Tuesday, January 27, 2015

College Dropout Has 26 Million Students - and No Teacher's License!



Each year, I have between 80 and 150 students. This is called 'having influence over young people'.

In NY State, you need at least 18 'education credits', a BA and then an MS/MA from a University.

Then you need to take a Content Specialty Exam (CSE), the LAST (a liberal arts exam), and an ATS-W (teacher theory / jargon) exam.

The State has implemented more exams to take for people who went through the system after I did. Each one of these exams has a fee attached to it. It must be a great moneymaker for NY state government and colleges - seeing all the people going to college to become teachers.

I've mentioned code.org and seattleclouds.com. Here is another site run by a guy with 26 million students. He dropped out of college. This means he doesn't have a teaching credential. Just like Salman Khan over at khanacademy.org. How many millions of young people use khanacademy? It is, according to Alexa, 694th most popular in the US and 1700th in the world. This is a huge amount of traffic, seeing that there are millions of websites around the world.

From the article: "Zach Sims, a college dropout founded Codecademy, a website which enables users to learn six popular programming languages, via a simple interface, for free. Codecademy is three years old now, and Sims has 26 million students."

Does this mean college is useless? Of course not. It also doesn't mean all of your certified teachers are morons. Now that we're past 7th grade it's clear there are no absolutes, that there are always exceptions. But here's what you're told, and what I was told, and what is still told to students nationwide: "go to college, get a diploma, and if you want to become a teacher get certified and then get a job". This is what we're told - repeatedly - in schools. I hear it every day, and see signs in the hallway saying it as well.

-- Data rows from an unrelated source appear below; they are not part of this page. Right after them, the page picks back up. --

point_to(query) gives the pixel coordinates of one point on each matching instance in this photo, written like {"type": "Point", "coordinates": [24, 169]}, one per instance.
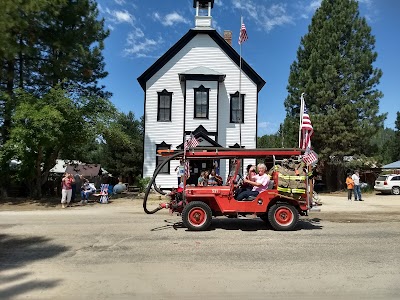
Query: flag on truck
{"type": "Point", "coordinates": [242, 34]}
{"type": "Point", "coordinates": [310, 157]}
{"type": "Point", "coordinates": [306, 130]}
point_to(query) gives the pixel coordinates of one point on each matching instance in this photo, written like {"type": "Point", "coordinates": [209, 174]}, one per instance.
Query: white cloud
{"type": "Point", "coordinates": [170, 19]}
{"type": "Point", "coordinates": [265, 127]}
{"type": "Point", "coordinates": [118, 16]}
{"type": "Point", "coordinates": [140, 46]}
{"type": "Point", "coordinates": [123, 16]}
{"type": "Point", "coordinates": [268, 17]}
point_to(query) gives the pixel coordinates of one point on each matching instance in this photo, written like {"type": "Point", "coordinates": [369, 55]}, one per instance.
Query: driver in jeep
{"type": "Point", "coordinates": [259, 183]}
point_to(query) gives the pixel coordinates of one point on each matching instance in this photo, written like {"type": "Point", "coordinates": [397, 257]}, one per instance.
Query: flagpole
{"type": "Point", "coordinates": [240, 87]}
{"type": "Point", "coordinates": [301, 116]}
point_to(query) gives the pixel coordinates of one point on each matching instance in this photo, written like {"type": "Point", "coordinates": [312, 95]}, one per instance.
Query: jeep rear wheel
{"type": "Point", "coordinates": [396, 190]}
{"type": "Point", "coordinates": [196, 216]}
{"type": "Point", "coordinates": [283, 216]}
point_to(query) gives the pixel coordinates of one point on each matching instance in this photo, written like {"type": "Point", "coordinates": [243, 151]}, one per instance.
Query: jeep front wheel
{"type": "Point", "coordinates": [196, 216]}
{"type": "Point", "coordinates": [283, 216]}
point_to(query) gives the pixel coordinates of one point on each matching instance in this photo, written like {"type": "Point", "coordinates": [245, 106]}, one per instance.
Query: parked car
{"type": "Point", "coordinates": [388, 184]}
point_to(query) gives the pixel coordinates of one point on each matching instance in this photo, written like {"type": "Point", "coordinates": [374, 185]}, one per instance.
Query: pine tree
{"type": "Point", "coordinates": [335, 69]}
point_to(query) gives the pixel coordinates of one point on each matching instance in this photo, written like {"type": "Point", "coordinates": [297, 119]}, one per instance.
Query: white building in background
{"type": "Point", "coordinates": [194, 88]}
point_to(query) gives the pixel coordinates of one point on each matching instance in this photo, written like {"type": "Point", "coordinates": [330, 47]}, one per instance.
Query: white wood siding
{"type": "Point", "coordinates": [200, 51]}
{"type": "Point", "coordinates": [211, 123]}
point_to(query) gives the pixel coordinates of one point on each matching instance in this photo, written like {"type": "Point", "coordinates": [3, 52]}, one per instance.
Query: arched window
{"type": "Point", "coordinates": [237, 108]}
{"type": "Point", "coordinates": [160, 159]}
{"type": "Point", "coordinates": [201, 102]}
{"type": "Point", "coordinates": [164, 106]}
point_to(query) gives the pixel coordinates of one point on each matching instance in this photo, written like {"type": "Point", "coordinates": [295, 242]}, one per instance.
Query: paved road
{"type": "Point", "coordinates": [116, 251]}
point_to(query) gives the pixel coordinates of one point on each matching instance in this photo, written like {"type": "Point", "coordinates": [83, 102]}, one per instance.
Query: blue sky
{"type": "Point", "coordinates": [142, 31]}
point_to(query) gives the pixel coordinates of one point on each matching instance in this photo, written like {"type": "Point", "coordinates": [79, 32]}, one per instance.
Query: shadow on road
{"type": "Point", "coordinates": [17, 252]}
{"type": "Point", "coordinates": [242, 224]}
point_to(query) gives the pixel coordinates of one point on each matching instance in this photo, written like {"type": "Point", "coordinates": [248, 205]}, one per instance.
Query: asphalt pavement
{"type": "Point", "coordinates": [348, 250]}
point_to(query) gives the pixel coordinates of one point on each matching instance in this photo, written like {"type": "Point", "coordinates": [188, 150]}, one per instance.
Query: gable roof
{"type": "Point", "coordinates": [249, 71]}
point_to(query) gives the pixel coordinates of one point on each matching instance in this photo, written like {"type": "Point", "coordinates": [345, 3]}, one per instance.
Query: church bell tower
{"type": "Point", "coordinates": [203, 13]}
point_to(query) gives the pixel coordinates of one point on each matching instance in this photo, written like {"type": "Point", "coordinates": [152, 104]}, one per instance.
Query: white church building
{"type": "Point", "coordinates": [194, 88]}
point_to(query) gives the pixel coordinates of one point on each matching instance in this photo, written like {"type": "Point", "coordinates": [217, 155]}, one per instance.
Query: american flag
{"type": "Point", "coordinates": [243, 34]}
{"type": "Point", "coordinates": [306, 130]}
{"type": "Point", "coordinates": [191, 142]}
{"type": "Point", "coordinates": [310, 157]}
{"type": "Point", "coordinates": [187, 169]}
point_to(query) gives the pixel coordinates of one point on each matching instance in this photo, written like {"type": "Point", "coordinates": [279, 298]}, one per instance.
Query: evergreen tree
{"type": "Point", "coordinates": [395, 145]}
{"type": "Point", "coordinates": [335, 69]}
{"type": "Point", "coordinates": [123, 155]}
{"type": "Point", "coordinates": [44, 127]}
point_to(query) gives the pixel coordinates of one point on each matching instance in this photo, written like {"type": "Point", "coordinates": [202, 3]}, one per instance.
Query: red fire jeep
{"type": "Point", "coordinates": [199, 204]}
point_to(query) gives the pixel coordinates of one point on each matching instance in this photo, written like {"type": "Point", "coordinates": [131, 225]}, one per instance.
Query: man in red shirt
{"type": "Point", "coordinates": [66, 192]}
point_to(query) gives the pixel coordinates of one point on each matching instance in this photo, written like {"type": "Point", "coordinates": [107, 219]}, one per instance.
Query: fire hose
{"type": "Point", "coordinates": [157, 189]}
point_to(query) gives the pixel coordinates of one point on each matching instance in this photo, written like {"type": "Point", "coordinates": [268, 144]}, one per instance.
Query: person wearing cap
{"type": "Point", "coordinates": [350, 186]}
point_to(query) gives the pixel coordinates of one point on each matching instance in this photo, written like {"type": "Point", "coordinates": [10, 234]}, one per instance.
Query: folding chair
{"type": "Point", "coordinates": [103, 193]}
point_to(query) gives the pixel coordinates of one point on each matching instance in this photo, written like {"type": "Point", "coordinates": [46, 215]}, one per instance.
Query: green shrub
{"type": "Point", "coordinates": [143, 183]}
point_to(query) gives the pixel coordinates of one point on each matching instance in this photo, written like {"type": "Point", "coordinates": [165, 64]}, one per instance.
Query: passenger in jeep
{"type": "Point", "coordinates": [259, 183]}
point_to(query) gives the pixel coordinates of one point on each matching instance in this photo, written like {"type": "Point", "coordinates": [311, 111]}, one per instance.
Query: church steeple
{"type": "Point", "coordinates": [203, 13]}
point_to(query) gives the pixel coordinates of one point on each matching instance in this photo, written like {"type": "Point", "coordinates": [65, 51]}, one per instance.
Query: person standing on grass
{"type": "Point", "coordinates": [357, 187]}
{"type": "Point", "coordinates": [350, 186]}
{"type": "Point", "coordinates": [66, 189]}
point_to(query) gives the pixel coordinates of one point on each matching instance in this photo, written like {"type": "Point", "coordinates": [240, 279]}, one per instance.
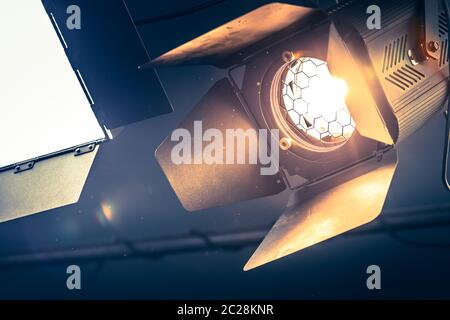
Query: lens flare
{"type": "Point", "coordinates": [315, 101]}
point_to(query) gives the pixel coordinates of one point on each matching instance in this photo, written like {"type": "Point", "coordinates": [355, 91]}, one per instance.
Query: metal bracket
{"type": "Point", "coordinates": [432, 43]}
{"type": "Point", "coordinates": [24, 167]}
{"type": "Point", "coordinates": [85, 149]}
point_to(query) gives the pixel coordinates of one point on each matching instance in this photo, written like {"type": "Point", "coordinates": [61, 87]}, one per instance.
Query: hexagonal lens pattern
{"type": "Point", "coordinates": [315, 101]}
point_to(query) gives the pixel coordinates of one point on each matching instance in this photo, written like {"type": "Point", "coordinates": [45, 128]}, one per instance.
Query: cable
{"type": "Point", "coordinates": [168, 16]}
{"type": "Point", "coordinates": [447, 126]}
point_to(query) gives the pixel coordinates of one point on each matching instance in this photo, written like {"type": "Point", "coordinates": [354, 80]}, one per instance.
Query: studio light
{"type": "Point", "coordinates": [342, 94]}
{"type": "Point", "coordinates": [63, 93]}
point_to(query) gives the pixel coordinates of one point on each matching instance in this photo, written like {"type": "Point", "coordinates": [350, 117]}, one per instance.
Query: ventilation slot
{"type": "Point", "coordinates": [394, 53]}
{"type": "Point", "coordinates": [443, 25]}
{"type": "Point", "coordinates": [405, 77]}
{"type": "Point", "coordinates": [443, 60]}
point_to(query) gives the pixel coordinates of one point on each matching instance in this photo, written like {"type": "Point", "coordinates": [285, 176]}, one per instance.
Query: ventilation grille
{"type": "Point", "coordinates": [394, 53]}
{"type": "Point", "coordinates": [443, 25]}
{"type": "Point", "coordinates": [405, 77]}
{"type": "Point", "coordinates": [443, 59]}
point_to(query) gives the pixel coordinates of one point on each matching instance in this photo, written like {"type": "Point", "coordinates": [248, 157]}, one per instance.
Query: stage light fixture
{"type": "Point", "coordinates": [64, 93]}
{"type": "Point", "coordinates": [342, 95]}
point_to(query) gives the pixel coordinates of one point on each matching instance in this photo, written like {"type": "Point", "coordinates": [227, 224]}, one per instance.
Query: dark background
{"type": "Point", "coordinates": [127, 177]}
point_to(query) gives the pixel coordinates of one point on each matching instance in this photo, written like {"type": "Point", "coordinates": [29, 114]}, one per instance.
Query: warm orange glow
{"type": "Point", "coordinates": [315, 100]}
{"type": "Point", "coordinates": [107, 211]}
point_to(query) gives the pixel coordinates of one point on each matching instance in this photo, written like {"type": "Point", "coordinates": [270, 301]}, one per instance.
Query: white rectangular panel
{"type": "Point", "coordinates": [43, 108]}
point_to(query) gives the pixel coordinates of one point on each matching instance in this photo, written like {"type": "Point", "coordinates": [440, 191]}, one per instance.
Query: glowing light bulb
{"type": "Point", "coordinates": [315, 101]}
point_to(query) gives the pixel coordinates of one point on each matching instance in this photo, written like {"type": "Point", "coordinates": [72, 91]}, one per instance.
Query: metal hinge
{"type": "Point", "coordinates": [85, 149]}
{"type": "Point", "coordinates": [24, 167]}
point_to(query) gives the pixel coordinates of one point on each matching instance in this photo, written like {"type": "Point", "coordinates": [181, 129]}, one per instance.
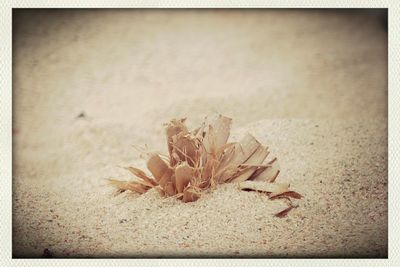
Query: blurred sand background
{"type": "Point", "coordinates": [310, 84]}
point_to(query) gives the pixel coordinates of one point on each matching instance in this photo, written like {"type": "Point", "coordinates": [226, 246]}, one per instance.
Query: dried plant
{"type": "Point", "coordinates": [203, 158]}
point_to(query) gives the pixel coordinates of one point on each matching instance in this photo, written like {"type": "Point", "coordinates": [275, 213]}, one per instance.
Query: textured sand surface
{"type": "Point", "coordinates": [311, 85]}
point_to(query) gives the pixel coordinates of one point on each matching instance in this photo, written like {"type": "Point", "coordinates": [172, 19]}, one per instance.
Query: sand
{"type": "Point", "coordinates": [310, 85]}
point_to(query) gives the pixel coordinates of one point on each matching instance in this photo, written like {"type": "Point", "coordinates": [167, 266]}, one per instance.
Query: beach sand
{"type": "Point", "coordinates": [87, 85]}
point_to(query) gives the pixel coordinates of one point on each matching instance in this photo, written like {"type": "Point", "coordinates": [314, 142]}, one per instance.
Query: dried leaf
{"type": "Point", "coordinates": [217, 133]}
{"type": "Point", "coordinates": [268, 174]}
{"type": "Point", "coordinates": [277, 188]}
{"type": "Point", "coordinates": [183, 174]}
{"type": "Point", "coordinates": [139, 173]}
{"type": "Point", "coordinates": [157, 166]}
{"type": "Point", "coordinates": [288, 194]}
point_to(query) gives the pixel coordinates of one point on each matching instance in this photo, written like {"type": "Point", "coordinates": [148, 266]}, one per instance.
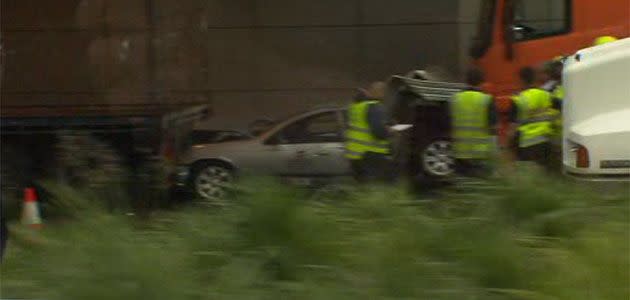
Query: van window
{"type": "Point", "coordinates": [534, 19]}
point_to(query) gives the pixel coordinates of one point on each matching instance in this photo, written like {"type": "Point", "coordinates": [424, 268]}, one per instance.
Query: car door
{"type": "Point", "coordinates": [309, 146]}
{"type": "Point", "coordinates": [325, 150]}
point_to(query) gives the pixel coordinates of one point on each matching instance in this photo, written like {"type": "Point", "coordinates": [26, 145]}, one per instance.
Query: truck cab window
{"type": "Point", "coordinates": [534, 19]}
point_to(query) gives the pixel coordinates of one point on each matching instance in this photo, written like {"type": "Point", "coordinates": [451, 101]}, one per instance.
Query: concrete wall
{"type": "Point", "coordinates": [248, 58]}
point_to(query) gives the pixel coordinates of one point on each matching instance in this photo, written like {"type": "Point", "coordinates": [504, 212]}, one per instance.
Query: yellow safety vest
{"type": "Point", "coordinates": [469, 117]}
{"type": "Point", "coordinates": [359, 137]}
{"type": "Point", "coordinates": [534, 117]}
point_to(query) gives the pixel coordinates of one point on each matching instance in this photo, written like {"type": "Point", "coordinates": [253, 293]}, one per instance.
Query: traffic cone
{"type": "Point", "coordinates": [30, 211]}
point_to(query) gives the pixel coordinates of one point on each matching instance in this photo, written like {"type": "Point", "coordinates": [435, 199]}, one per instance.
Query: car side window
{"type": "Point", "coordinates": [320, 128]}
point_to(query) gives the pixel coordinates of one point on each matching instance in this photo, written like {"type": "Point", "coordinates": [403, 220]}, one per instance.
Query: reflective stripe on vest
{"type": "Point", "coordinates": [359, 137]}
{"type": "Point", "coordinates": [469, 114]}
{"type": "Point", "coordinates": [534, 116]}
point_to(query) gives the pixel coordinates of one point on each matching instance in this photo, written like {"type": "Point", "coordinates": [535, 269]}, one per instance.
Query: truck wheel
{"type": "Point", "coordinates": [436, 158]}
{"type": "Point", "coordinates": [212, 182]}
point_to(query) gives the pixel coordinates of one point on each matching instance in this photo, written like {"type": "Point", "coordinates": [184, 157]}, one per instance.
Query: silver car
{"type": "Point", "coordinates": [307, 145]}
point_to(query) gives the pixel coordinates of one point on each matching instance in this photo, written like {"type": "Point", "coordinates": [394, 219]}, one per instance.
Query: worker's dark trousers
{"type": "Point", "coordinates": [373, 167]}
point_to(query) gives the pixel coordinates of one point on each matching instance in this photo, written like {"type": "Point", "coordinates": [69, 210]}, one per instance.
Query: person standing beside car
{"type": "Point", "coordinates": [473, 120]}
{"type": "Point", "coordinates": [532, 118]}
{"type": "Point", "coordinates": [367, 145]}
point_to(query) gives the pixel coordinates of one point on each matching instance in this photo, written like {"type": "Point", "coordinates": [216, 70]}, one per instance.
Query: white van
{"type": "Point", "coordinates": [596, 113]}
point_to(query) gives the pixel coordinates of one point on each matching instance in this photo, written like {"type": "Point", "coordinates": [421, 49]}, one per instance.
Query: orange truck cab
{"type": "Point", "coordinates": [516, 33]}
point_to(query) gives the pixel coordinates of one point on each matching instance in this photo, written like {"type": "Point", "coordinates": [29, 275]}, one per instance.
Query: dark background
{"type": "Point", "coordinates": [247, 58]}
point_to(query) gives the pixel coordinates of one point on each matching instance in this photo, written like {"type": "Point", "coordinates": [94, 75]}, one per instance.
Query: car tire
{"type": "Point", "coordinates": [436, 159]}
{"type": "Point", "coordinates": [212, 182]}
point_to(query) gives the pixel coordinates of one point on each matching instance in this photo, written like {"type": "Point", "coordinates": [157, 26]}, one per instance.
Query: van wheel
{"type": "Point", "coordinates": [212, 182]}
{"type": "Point", "coordinates": [436, 158]}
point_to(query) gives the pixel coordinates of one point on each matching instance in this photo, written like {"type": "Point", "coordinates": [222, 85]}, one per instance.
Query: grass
{"type": "Point", "coordinates": [526, 237]}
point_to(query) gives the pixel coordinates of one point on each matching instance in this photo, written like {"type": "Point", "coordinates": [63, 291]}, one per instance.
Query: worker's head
{"type": "Point", "coordinates": [527, 76]}
{"type": "Point", "coordinates": [604, 40]}
{"type": "Point", "coordinates": [474, 77]}
{"type": "Point", "coordinates": [376, 90]}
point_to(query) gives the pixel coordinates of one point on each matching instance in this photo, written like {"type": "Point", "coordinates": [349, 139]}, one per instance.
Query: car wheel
{"type": "Point", "coordinates": [212, 182]}
{"type": "Point", "coordinates": [437, 159]}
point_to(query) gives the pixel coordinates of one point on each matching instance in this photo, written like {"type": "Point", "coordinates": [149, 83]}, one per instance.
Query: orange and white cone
{"type": "Point", "coordinates": [30, 210]}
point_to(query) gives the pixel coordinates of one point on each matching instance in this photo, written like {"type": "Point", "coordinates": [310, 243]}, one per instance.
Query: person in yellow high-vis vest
{"type": "Point", "coordinates": [367, 145]}
{"type": "Point", "coordinates": [553, 71]}
{"type": "Point", "coordinates": [532, 119]}
{"type": "Point", "coordinates": [473, 120]}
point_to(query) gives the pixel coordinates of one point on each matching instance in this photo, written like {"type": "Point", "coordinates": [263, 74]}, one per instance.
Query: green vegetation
{"type": "Point", "coordinates": [526, 237]}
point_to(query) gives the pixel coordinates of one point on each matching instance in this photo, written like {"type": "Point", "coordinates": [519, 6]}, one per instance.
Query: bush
{"type": "Point", "coordinates": [528, 239]}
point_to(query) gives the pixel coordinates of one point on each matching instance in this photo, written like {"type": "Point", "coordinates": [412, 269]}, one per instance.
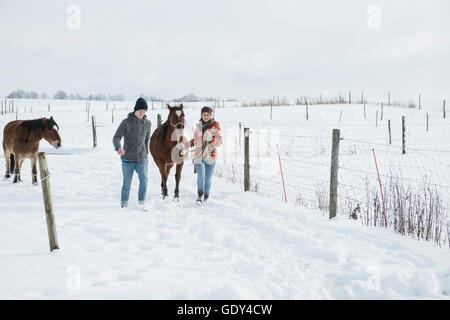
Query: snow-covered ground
{"type": "Point", "coordinates": [238, 246]}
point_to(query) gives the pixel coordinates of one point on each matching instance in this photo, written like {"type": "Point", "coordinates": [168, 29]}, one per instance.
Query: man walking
{"type": "Point", "coordinates": [135, 130]}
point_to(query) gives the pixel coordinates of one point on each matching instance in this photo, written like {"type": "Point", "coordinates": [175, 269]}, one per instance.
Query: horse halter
{"type": "Point", "coordinates": [175, 125]}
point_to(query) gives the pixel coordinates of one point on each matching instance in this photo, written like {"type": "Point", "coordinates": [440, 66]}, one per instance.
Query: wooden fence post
{"type": "Point", "coordinates": [364, 102]}
{"type": "Point", "coordinates": [389, 128]}
{"type": "Point", "coordinates": [158, 117]}
{"type": "Point", "coordinates": [94, 132]}
{"type": "Point", "coordinates": [46, 193]}
{"type": "Point", "coordinates": [334, 173]}
{"type": "Point", "coordinates": [307, 110]}
{"type": "Point", "coordinates": [403, 135]}
{"type": "Point", "coordinates": [271, 105]}
{"type": "Point", "coordinates": [443, 109]}
{"type": "Point", "coordinates": [247, 160]}
{"type": "Point", "coordinates": [240, 126]}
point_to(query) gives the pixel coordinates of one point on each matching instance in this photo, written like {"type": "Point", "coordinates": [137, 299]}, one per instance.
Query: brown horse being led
{"type": "Point", "coordinates": [21, 140]}
{"type": "Point", "coordinates": [166, 148]}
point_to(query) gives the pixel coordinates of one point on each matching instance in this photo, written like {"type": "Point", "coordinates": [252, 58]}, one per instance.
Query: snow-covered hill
{"type": "Point", "coordinates": [238, 246]}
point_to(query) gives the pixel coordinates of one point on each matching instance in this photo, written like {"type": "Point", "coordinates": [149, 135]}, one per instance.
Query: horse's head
{"type": "Point", "coordinates": [51, 133]}
{"type": "Point", "coordinates": [176, 117]}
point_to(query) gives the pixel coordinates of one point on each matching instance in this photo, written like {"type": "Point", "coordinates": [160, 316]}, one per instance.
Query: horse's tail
{"type": "Point", "coordinates": [12, 163]}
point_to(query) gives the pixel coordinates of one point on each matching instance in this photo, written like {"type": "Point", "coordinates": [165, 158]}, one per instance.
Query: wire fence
{"type": "Point", "coordinates": [415, 185]}
{"type": "Point", "coordinates": [296, 169]}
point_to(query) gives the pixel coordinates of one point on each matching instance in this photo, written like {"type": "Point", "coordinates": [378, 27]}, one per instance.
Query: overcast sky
{"type": "Point", "coordinates": [227, 49]}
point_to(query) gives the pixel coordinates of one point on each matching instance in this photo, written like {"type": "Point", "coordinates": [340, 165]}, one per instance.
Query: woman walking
{"type": "Point", "coordinates": [207, 136]}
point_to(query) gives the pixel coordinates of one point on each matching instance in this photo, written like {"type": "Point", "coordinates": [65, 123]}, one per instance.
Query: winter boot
{"type": "Point", "coordinates": [199, 198]}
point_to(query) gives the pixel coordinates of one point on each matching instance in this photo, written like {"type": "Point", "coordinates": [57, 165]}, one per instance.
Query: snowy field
{"type": "Point", "coordinates": [239, 245]}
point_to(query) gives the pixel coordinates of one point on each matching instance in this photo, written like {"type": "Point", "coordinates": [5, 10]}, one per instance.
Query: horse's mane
{"type": "Point", "coordinates": [164, 128]}
{"type": "Point", "coordinates": [36, 124]}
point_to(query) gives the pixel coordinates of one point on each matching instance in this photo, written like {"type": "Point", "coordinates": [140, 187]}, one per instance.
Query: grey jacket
{"type": "Point", "coordinates": [136, 134]}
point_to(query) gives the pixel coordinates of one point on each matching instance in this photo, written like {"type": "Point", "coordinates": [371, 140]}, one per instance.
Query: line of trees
{"type": "Point", "coordinates": [62, 95]}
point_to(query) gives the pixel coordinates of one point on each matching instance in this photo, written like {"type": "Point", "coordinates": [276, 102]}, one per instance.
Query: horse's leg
{"type": "Point", "coordinates": [8, 162]}
{"type": "Point", "coordinates": [177, 179]}
{"type": "Point", "coordinates": [18, 164]}
{"type": "Point", "coordinates": [20, 168]}
{"type": "Point", "coordinates": [167, 168]}
{"type": "Point", "coordinates": [34, 170]}
{"type": "Point", "coordinates": [163, 181]}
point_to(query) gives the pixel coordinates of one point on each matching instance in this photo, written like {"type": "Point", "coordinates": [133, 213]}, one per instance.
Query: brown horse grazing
{"type": "Point", "coordinates": [21, 140]}
{"type": "Point", "coordinates": [166, 148]}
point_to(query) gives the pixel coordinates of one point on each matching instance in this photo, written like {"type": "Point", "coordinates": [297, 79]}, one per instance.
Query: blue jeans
{"type": "Point", "coordinates": [128, 168]}
{"type": "Point", "coordinates": [204, 174]}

Place that quote next to what the article says, under the subheading 'Relevant Skills': ""We were spending our days learning about Greek mythology, and our nights studying thick financial modelling textbooks. We figured if students at Columbia - a top five school in the country, can't find jobs when they graduate, there was probably a problem." So Zach started to teach himself to code. "We built the first version of Codecademy for me," he explains, and with the help of a friend, Ryan Bubinski, he expanded the site. Mr Bubinski became co-founder and together they launched Codecademy, in August 2011. In the first weekend more than 200,000 people used the product - "it gave the ability to send emails to all those people who said the market size was limited," Zach quips, unable to suppress a smile."

There's never just one way. Perhaps in the hard sciences, engineering and high order mathematics the top tier university route is the way to go. I have a suspicion that your top intellect peers, coupled with a few amazing professors will really be the goldmine you'll find at that level - not the 'credential' you'll get.

People told these young men that the 'market size was limited'. Did they listen? No.

The market for your skills is out there. Think of what you do well, what relevant skills you have, and sell them to the market. If you fail, fail quickly and start over.

The internet is moving faster than the dinosaurs in your school. They are going extinct, and some of them will give you advice that will make your job prospects extinct.